Ses cibles prioritaires ? Les forces militaires et l’esprit national américain qui, écrit Alinsky, sont « l’émanation de névroses ». L’abolition de la « propriété privée des moyens de production ».   

 

« L’organisateur doit être opportuniste, prêt à exploiter n’importe quelle circonstance, à utiliser n’importe quel moyen, à utiliser  n’importe quelle notion, même s’il semble se contredire ».  

 

Encore : « L’impératif est de prendre le pouvoir, et d’utiliser le pouvoir pour détruire l’ordre établi, dans tous les domaines ».  

 

Les premières lignes de Rules for Radicals sont très explicites : « Ce qui suit est écrit pour ceux qui veulent changer le monde et le faire passer de ce qu’il est à ce qu’il devrait être. Le Prince a été rédigé par Machiavel pour les possédants, aux fins de leur expliquer comment conserver le pouvoir.

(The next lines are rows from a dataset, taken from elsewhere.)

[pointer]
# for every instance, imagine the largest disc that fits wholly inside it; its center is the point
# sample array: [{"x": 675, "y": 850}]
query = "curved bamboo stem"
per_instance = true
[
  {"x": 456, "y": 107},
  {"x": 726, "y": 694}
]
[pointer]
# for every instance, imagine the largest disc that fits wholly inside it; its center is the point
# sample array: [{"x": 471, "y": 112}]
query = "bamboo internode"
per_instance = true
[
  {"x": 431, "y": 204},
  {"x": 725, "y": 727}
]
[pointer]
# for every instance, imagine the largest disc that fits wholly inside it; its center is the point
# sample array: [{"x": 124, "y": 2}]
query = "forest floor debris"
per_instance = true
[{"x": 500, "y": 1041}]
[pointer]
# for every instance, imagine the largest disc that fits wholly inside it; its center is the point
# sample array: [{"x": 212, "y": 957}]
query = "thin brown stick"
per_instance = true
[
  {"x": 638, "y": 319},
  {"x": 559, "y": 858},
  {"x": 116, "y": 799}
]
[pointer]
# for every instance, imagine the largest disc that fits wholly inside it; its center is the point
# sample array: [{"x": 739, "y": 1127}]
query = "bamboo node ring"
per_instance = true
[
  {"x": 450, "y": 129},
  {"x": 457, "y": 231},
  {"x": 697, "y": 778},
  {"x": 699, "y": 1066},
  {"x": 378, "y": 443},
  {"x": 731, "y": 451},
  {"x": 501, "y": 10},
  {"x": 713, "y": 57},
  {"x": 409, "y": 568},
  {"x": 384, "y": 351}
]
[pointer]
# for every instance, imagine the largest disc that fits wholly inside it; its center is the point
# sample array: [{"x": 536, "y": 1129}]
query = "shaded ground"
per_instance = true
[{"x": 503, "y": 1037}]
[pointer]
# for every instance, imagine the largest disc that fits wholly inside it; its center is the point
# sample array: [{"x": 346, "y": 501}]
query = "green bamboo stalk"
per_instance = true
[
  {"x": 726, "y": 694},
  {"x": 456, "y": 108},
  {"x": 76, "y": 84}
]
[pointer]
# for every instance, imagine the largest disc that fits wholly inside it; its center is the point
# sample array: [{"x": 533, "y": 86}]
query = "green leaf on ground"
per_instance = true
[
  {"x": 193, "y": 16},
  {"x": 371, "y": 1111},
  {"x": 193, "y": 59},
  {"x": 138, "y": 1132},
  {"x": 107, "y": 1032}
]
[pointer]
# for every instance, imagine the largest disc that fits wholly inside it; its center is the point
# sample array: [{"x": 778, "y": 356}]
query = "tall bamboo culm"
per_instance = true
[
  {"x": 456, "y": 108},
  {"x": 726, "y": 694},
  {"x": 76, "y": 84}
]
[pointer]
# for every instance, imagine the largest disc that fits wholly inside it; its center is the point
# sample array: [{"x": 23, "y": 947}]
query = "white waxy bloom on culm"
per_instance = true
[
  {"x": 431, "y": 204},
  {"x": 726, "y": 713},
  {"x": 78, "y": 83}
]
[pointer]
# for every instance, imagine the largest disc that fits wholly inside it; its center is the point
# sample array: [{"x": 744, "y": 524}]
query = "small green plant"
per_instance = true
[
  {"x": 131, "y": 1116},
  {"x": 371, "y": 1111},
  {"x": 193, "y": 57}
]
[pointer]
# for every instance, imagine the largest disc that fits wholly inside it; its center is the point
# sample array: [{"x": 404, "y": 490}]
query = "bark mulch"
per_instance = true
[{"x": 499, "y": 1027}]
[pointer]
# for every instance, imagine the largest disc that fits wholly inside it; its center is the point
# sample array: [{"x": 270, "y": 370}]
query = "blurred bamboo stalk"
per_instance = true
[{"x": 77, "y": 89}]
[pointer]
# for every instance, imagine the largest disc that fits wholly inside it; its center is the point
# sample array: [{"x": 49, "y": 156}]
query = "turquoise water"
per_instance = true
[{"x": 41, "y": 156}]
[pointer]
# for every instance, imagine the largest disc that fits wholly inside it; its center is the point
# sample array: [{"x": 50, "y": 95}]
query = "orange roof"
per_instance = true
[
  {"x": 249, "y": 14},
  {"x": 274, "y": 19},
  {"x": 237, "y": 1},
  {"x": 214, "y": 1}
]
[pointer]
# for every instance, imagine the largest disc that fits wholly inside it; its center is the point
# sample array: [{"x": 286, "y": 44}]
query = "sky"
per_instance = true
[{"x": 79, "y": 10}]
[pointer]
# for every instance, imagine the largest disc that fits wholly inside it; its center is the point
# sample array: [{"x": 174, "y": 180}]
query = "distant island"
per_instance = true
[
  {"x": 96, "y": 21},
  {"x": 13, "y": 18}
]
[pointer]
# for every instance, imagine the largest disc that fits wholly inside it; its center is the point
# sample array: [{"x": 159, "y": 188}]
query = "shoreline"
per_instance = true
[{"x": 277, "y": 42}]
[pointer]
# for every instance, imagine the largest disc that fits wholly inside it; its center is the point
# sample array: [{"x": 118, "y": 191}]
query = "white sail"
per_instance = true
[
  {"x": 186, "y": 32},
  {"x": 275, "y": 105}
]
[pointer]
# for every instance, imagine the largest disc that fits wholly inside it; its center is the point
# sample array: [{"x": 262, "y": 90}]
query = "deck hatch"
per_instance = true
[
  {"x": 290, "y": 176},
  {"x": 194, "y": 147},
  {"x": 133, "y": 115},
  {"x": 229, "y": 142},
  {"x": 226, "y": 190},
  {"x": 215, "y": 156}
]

Ce livre est rédigé pour ceux qui n’ont rien aux fins de leur expliquer comment retirer le pouvoir aux possédants ».  

 

Barack, dirai-je, n’est pas simplement devenu community organizer. Il n’est pas simplement devenu formateur en supplément d’être community organizer.  Il est devenu community organizer corps et âme, à plein temps et au delà du plein temps. Il a suivi les instructions à la lettre.  Sur la plupart des points. Voire au delà de la lettre. Il a  pris en main, fait naître des idées, les a répandues : avec le succès que l’on constate. Il s’est donné les moyens d’être « charismatique » et de créer une « aura de confiance » qui a pu confiner à l’hypnose collective. Il a suscité des organisations et en a fait grandir d’autres. Il a su utiliser d’autres organisations dans tout le pays. Il est entré dans des organisations existantes, églises, partis politiques, et a su aller jusqu’au cœur de la machine démocrate.